La promenade matinale d’Andreï dans la forêt enveloppée d’une douce brume ne devait être qu’un moment de tranquillité, une manière simple de respirer profondément et de calmer ses pensées.
Les pins élancés disparaissaient partiellement dans le brouillard argenté, et la mousse humide sous ses chaussures retenait chaque pas comme pour ne pas troubler le silence du matin.
Les rares chants d’oiseaux semblaient flotter dans l’air immobile, donnant au paysage une atmosphère presque irréelle.
Alors qu’il marchait d’un rythme régulier, un léger bruit attira soudain son attention. C’était un son fragile, presque imperceptible, comme si quelqu’un effleurait doucement un lit de branches sèches.

D’abord, Andreï pensa qu’il s’agissait simplement du vent, mais le bruit revint, hésitant, insistant, porteur d’une détresse muette. Intrigué et légèrement inquiet, il décida de quitter le sentier pour suivre ce murmure fragile.
En s’approchant, il distingua un mouvement au ras du sol.

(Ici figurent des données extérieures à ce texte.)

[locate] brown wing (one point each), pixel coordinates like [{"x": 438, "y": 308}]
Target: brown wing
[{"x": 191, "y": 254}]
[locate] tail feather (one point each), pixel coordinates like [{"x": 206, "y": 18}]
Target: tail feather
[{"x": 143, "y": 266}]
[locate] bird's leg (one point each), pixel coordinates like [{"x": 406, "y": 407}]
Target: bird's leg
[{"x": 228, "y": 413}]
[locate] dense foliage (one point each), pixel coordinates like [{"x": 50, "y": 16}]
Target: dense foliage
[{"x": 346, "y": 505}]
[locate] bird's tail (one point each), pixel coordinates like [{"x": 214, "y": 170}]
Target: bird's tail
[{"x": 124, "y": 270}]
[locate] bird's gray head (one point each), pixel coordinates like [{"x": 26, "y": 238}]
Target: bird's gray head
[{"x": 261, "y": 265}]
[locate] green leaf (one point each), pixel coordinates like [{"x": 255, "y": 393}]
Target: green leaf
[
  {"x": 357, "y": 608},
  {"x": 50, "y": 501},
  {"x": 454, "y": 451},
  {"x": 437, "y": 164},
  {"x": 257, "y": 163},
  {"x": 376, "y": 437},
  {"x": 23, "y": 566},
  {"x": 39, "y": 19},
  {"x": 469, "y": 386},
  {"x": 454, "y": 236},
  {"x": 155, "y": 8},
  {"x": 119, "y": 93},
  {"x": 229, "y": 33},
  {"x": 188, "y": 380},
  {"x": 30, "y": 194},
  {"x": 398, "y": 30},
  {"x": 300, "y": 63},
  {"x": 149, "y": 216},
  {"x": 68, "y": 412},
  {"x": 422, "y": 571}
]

Puis, lorsque la brume se dissipa un instant, l’image se dessina clairement devant lui.
Un jeune faon, encore marqué par la fragilité de la jeunesse, était étendu sur l’herbe froide. Ses pattes fines étaient étroitement prises dans un filet de chasse abandonné, un piège cruel laissé là sans conscience.
Les yeux de l’animal tremblaient, remplis de peur, de froid et d’une résignation silencieuse.
Andreï s’accroupit lentement, conscient que chaque geste devait être mesuré.
— Tout va bien… calme-toi, petit, murmura-t-il d’une voix douce, essayant d’apporter un peu de chaleur à l’animal terrifié.
Il sortit son petit couteau de poche. La tâche s’annonçait délicate : les cordes étaient solides, nouées de manière serrée autour des pattes du faon. Il devait couper avec précision pour ne pas blesser la peau fine de l’animal.
Chaque section du filet résistait, demandant une patience extrême. Le faon, malgré sa peur, fixait Andreï d’un regard qui semblait chercher un dernier espoir.

Le brouillard s’épaissit, enveloppant la scène d’un voile presque magique. Seuls les gestes d’Andreï brisaient le silence. Il parlait doucement, mot après mot, comme pour ancrer le faon dans un sentiment de sécurité.
Puis enfin, après de longues minutes, la dernière corde céda. Les pattes du faon étaient libres.
L’animal resta immobile un moment, comme s’il hésitait à croire à sa liberté retrouvée. Puis il se leva, encore tremblant, secouant timidement la tête. Andreï recula d’un pas pour ne pas l’effrayer davantage.
— Vas-y… tu es libre maintenant, dit-il doucement.
Le faon le regarda une dernière fois, longuement, puis bondit avec une grâce fragile avant de disparaître entre les pins.
Andreï resta debout, écoutant le souffle du vent retrouver sa place. Cette promenade ne serait jamais oubliée : parfois, un simple détour suffit pour changer une vie.